SMACK - Potential Replacement for LAMP?

Like many experts predicted years ago, software is consuming the business world now. Many leading businesses leverage powerful software to gain or extend their competitive edge. The cloud’s rising demand and open source’s domination complements business’ focus on optimizing business processes and maximizing productivity. They now ‘do more with less’. 

Open source technologies have been augmenting businesses consistently for years now, and open source development services still continue to rise with an expanding developer community. Of the most used open source technologies, the LAMP stack stands among the top 5. LAMP fueled innovation when it was demanded most, giving life to dynamic web experiences and interactivity. It transformed how digital information was generated, shared, and distributed.

But now with the growing influence of the cloud and powerful technologies like Artificial Intelligence, LAMP stack is silently starting to move away from the mainstream. However, open source still retains its influence and has brought forth a new wave of technology in the form of the SMACK stack.

SMACK

The present era is all about processing and analyzing real-time data to gain deep insights that can potentially improve businesses in their digital transformation journey. The interaction between users and network-connected devices generate a large quantity of data, which can be analyzed for insights so as to create new opportunities. Modern applications that process this data come with built-in real-time big data.

To make such applications, today’s technology stack should meet a new set of requirements of a data-driven world with connected devices. The applications should be able to consume data at scale without loss. The SMACK stack can be used to build such applications. 

SMACK is essentially a loosely-coupled chain of proven, open source technologies.

  • S stands for Spark - A general data-processing engine that can process large amounts of data. You can enable analytics from SQL queries, and it also features machine learning, stream processing, and graph analytics capabilities.
  • M stands for Mesos - Mesos is the distributed systems kernel which acts as the foundation for other components in the stack. Mesos provides resourcing and isolation across all other components. 
  • A stands for Akka - Akka is the runtime tool to create distributed apps that are responsive to messages. 
  • C stands for Cassandra - Cassandra is the distributed database management system capable of handling huge amounts of data across servers.
  • K stands for Kafka - Apache Kafka is the high-throughput platform that handles real-time data feeds without loss. 

Spark, Kafka, and Cassandra are popular cloud-native technologies that complement apps powered by cutting-edge technologies like IoT, modern predictive analytics, and AI. Mesos can pool these services for the app, and can automate operations. 

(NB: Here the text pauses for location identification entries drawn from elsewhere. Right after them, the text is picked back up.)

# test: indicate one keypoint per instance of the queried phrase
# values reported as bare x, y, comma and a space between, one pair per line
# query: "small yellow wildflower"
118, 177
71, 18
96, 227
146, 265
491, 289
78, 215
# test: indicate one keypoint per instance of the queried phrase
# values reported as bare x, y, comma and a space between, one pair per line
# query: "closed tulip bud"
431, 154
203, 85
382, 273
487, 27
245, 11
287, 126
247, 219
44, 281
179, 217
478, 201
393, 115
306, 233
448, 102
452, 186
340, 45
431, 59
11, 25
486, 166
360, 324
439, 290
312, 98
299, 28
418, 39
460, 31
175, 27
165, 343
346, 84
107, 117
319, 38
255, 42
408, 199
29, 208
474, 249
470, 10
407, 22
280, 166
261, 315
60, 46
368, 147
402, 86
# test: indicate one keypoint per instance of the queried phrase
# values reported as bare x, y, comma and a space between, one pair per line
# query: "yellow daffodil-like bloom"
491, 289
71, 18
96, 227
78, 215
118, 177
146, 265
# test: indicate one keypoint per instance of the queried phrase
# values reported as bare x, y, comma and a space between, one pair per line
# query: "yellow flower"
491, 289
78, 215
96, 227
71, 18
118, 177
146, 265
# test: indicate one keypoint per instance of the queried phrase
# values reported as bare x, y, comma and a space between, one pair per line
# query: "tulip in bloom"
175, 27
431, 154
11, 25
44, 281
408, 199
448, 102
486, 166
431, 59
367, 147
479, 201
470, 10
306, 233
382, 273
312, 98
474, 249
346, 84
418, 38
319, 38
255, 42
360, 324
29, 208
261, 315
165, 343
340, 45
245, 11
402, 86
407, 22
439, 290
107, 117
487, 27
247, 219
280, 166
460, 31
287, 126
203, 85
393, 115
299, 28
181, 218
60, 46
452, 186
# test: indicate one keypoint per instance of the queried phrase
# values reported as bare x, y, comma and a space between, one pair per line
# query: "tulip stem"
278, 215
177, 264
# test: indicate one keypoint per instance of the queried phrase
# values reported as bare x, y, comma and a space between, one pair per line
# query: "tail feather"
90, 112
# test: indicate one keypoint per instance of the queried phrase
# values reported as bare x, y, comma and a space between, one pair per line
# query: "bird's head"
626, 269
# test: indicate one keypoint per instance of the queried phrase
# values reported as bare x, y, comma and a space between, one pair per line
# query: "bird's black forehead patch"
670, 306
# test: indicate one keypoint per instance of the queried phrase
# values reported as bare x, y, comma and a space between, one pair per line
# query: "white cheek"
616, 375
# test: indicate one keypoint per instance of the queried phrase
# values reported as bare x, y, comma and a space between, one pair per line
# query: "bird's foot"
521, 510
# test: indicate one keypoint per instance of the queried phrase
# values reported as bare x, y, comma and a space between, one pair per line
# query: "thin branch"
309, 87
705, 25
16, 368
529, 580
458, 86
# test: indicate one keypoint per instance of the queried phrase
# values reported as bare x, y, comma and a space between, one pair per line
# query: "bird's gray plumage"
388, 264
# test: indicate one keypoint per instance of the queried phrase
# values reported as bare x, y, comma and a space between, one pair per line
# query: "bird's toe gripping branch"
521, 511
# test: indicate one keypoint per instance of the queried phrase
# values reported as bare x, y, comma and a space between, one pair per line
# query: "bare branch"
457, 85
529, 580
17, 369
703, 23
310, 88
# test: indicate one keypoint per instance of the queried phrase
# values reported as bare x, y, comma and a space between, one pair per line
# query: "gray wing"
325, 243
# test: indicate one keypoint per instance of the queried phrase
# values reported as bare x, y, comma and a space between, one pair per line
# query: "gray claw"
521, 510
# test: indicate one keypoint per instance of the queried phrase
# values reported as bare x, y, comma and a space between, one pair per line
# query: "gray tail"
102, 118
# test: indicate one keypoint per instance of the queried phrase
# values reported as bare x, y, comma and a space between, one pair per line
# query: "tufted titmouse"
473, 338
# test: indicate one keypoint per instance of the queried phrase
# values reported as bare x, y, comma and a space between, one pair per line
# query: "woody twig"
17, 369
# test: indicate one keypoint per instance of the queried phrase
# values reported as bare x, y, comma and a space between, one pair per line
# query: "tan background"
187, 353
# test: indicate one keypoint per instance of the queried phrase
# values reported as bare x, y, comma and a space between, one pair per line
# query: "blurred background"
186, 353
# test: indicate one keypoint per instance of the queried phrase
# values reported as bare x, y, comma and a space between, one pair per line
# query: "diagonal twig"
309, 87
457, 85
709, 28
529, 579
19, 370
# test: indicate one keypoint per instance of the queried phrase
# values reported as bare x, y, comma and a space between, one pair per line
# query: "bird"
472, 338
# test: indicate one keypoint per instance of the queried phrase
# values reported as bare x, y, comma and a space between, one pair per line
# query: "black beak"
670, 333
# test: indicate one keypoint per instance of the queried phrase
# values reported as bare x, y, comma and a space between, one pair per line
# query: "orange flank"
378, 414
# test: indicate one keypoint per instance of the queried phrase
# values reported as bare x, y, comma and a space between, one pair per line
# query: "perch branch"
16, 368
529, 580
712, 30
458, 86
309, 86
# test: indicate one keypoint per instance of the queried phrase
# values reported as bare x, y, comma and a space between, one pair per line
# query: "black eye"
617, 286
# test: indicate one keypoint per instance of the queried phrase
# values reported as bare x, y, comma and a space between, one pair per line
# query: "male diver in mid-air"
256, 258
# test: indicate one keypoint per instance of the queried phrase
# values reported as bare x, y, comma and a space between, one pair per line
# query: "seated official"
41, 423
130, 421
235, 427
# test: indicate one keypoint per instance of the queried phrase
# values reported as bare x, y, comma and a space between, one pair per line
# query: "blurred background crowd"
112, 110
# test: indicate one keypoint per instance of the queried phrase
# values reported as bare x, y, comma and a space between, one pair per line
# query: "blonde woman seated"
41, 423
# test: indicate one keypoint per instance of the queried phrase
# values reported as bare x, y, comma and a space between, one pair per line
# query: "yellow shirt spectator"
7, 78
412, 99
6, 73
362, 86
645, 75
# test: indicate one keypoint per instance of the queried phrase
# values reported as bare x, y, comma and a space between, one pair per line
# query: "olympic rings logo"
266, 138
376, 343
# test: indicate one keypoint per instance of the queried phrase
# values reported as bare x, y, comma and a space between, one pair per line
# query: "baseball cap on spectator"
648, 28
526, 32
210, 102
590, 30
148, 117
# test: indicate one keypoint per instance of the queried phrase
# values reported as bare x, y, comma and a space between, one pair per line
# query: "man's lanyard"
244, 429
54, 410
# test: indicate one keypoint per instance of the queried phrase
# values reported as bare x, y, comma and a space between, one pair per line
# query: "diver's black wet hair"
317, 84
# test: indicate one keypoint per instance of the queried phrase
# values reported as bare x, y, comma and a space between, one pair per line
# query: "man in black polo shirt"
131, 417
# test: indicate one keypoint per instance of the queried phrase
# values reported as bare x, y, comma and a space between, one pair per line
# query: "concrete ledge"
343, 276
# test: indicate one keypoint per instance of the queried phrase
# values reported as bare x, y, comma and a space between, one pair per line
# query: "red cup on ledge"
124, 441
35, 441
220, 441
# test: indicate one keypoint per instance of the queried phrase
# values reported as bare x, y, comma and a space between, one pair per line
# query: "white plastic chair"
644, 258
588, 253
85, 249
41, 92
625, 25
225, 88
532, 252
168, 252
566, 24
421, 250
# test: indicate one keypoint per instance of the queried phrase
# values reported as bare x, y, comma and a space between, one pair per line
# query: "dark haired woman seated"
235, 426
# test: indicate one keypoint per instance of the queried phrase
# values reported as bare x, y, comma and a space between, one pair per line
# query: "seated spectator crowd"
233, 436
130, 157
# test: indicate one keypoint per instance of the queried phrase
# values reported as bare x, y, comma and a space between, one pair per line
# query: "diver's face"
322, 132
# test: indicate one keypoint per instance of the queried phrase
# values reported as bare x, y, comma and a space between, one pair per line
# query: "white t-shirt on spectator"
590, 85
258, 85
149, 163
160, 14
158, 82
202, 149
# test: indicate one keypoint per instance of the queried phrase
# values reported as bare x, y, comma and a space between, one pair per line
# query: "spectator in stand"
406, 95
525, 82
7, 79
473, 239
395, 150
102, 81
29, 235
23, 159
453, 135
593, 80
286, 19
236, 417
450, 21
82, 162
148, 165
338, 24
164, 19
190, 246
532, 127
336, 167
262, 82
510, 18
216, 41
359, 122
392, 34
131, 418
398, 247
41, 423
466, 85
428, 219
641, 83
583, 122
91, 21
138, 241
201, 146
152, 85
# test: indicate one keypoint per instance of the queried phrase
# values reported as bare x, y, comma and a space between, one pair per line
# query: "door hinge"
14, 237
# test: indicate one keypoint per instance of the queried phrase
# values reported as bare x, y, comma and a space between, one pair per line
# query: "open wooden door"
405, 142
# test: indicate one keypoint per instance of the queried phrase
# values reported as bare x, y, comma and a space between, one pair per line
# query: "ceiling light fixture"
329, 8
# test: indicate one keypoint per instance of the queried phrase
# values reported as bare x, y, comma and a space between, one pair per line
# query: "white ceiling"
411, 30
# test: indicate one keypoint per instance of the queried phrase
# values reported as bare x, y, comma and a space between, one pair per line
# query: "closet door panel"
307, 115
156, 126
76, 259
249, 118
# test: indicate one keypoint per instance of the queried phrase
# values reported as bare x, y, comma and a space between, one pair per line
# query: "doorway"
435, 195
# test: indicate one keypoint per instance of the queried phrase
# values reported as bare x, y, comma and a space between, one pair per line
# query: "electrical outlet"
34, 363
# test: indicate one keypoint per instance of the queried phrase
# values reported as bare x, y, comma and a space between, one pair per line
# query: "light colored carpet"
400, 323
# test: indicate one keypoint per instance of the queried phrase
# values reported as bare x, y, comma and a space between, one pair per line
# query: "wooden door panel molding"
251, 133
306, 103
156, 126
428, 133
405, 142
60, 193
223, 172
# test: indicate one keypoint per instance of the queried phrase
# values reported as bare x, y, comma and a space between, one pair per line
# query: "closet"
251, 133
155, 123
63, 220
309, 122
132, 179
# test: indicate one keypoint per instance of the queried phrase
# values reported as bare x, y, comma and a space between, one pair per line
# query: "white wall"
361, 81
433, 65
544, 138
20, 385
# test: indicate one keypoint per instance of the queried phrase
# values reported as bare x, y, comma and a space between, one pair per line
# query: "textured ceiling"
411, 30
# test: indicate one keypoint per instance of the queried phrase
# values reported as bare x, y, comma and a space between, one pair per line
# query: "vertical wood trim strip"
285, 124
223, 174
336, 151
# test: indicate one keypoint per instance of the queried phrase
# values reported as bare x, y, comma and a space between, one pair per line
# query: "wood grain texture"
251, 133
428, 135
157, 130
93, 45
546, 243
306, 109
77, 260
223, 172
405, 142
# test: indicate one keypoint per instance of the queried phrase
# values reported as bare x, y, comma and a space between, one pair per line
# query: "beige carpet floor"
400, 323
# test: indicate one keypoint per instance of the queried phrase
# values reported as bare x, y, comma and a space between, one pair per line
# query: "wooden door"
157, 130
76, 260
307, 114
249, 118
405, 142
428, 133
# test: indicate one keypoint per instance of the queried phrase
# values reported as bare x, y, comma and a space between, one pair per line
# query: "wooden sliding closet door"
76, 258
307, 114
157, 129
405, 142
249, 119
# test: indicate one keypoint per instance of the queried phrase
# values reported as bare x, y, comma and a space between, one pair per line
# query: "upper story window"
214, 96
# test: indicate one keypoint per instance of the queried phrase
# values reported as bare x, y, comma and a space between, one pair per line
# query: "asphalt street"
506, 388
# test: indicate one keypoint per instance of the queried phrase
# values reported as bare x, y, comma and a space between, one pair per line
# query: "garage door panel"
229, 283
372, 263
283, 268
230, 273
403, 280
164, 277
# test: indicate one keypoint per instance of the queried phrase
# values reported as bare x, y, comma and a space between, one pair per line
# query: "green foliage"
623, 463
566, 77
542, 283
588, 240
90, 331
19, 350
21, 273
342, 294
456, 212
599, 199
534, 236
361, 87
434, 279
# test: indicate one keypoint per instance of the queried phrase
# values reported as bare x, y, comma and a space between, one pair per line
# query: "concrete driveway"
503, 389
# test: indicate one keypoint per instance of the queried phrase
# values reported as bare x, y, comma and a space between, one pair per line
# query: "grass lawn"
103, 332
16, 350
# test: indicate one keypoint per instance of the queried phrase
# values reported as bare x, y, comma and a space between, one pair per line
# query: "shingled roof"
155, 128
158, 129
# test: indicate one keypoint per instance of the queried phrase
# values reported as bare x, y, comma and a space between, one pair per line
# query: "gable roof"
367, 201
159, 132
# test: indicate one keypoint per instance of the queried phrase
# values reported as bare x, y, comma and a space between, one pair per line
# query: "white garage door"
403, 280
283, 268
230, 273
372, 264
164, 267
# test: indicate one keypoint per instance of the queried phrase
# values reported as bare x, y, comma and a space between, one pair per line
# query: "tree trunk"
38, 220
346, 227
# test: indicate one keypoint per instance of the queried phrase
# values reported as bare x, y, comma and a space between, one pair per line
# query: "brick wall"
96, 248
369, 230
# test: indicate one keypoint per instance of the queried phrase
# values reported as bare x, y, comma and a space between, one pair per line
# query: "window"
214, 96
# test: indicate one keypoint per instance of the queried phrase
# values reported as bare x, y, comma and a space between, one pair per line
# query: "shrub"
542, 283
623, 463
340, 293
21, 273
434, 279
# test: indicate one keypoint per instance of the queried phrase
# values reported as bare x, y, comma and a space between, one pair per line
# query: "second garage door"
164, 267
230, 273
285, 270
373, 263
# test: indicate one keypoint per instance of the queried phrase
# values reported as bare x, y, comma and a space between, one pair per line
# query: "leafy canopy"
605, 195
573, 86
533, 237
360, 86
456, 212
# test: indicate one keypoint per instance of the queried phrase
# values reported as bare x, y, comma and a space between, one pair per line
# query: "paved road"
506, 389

Because the stack can meet the cloud age’s requirements, it’s outpaced LAMP stack itself, evident from a dwindling demand for LAMP development services. SMACK is agnostic to cloud service providers as well. An app running on AWS platform would have to always stick with that platform to be effective. But if the app is built using Kafka, it’d instead have hybrid cloud portability. 

Conclusion

LAMP’s arrival didn’t force the then traditional ERP and CRM systems to disappear altogether. It’d be the same with LAMP now that SMACK is gaining momentum. LAMP would still be there owing to the commercial champions backing it. However, in today’s age, SMACK is likely to take the trophy home as it facilitates the adoption of new distributed systems in a straightforward fashion. It could be the next big thing for the software development companies in Dubai.